Abstract

Abstract Being environmental friendly and with the potential of energy-efficiency, ground-source heat pump (GSHP) systems are widely used. However, in southern China, there exists large difference between cooling load in summer and heating load in winter. Thus the increase of soil temperature gradually year-by-year will decrease the COP of the GSHP system. In this paper, the configuration of a vertical dual-function geothermal heat exchanger (GHE) used in an integrated soil cold storage and ground-source heat pump (ISCS&GSHP) system, which charged cold energy to the soil at night and produced chilled water at daytime in summer, and supplied hot water for heating in winter, is presented. This is then followed by reporting the development of the mathematical model for the GHE considering the impact of the coupled heat conduction and groundwater advection on the heat transfer between the GHE and its surrounding soil.

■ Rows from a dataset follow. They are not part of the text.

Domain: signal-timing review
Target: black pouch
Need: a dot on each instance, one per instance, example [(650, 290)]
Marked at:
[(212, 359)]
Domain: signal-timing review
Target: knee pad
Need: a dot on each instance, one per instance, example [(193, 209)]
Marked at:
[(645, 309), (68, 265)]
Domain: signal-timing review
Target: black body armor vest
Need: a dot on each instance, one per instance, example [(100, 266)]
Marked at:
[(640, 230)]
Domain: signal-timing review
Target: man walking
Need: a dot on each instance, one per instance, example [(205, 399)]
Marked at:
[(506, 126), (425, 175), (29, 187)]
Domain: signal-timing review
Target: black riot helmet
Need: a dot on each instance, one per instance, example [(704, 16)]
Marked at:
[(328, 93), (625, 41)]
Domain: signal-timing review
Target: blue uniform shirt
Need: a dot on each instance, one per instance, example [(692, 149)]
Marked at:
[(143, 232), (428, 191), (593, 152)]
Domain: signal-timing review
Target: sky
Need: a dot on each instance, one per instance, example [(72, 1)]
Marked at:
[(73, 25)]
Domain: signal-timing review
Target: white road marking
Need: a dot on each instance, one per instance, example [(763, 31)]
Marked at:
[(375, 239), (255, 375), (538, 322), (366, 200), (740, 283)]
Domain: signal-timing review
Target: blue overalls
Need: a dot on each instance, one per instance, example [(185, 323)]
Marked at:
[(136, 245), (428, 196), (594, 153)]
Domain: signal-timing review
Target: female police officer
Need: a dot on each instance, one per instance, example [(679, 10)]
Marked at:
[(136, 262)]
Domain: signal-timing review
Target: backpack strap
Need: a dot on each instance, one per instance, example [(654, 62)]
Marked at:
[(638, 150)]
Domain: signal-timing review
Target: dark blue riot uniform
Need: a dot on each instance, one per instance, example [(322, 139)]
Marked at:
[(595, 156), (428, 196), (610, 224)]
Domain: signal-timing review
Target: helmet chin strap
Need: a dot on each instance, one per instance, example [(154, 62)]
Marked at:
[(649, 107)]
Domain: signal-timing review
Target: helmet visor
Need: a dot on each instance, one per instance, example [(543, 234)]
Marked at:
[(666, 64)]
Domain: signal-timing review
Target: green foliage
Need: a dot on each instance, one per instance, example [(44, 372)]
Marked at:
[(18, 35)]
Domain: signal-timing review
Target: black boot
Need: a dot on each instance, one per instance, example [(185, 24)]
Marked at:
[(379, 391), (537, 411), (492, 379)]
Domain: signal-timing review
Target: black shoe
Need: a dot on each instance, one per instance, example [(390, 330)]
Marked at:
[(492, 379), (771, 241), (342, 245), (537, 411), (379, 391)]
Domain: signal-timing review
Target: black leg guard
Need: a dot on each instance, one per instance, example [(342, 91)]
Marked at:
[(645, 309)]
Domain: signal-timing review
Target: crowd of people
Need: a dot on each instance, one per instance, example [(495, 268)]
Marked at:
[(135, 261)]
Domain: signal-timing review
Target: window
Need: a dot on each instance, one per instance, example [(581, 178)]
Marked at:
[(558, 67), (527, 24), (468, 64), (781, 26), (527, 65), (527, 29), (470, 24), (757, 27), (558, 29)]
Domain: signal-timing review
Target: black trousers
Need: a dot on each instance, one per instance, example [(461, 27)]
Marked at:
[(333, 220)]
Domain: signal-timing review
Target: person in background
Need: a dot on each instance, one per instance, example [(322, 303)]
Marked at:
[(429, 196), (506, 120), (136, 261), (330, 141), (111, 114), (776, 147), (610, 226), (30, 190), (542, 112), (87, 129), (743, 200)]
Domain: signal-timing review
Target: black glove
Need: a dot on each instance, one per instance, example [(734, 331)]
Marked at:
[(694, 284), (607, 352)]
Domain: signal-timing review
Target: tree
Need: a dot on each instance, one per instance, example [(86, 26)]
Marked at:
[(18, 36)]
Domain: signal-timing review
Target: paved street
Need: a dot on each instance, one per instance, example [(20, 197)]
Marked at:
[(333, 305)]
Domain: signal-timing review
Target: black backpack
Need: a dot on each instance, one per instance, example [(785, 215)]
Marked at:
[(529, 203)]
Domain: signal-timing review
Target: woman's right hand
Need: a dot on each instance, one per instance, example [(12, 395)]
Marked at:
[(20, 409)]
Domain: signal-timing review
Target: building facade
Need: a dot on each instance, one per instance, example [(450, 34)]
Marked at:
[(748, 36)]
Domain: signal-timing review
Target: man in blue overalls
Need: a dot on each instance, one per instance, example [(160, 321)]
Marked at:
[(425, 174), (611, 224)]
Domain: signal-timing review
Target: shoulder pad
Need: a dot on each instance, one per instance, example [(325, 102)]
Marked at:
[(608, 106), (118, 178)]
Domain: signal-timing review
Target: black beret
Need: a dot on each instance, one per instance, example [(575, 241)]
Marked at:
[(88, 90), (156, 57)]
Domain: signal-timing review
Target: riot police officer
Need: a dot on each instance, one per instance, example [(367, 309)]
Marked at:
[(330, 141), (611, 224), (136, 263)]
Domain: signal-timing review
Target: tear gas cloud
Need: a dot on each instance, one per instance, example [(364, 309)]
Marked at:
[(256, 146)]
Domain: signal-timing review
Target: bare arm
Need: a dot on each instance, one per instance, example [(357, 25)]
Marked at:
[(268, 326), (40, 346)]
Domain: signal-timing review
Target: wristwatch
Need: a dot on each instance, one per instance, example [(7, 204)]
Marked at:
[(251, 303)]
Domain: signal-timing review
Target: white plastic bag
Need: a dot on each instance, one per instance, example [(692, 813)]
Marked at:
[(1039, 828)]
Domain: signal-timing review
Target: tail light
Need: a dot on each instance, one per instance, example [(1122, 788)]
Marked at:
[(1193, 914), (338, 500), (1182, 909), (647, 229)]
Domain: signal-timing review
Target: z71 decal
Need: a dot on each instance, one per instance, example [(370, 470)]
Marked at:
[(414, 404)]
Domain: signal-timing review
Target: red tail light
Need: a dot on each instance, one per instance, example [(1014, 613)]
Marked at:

The GHE model developed was then integrated with a water-source heat pump and a building energy simulation program together for a whole ISCS&GSHP system. Then the operation performance of the ISCS&GSHP system used for a demonstration building is studied. These simulation results indicated the system transferred 71.505% of the original power consumption at daytime to that at nighttime for the demonstration building. And the net energy exchange in the soil after one-year operation was only 2.28% of the total cold energy charged. Thus we can see the feasibility of the ISCS&GSHP system technically.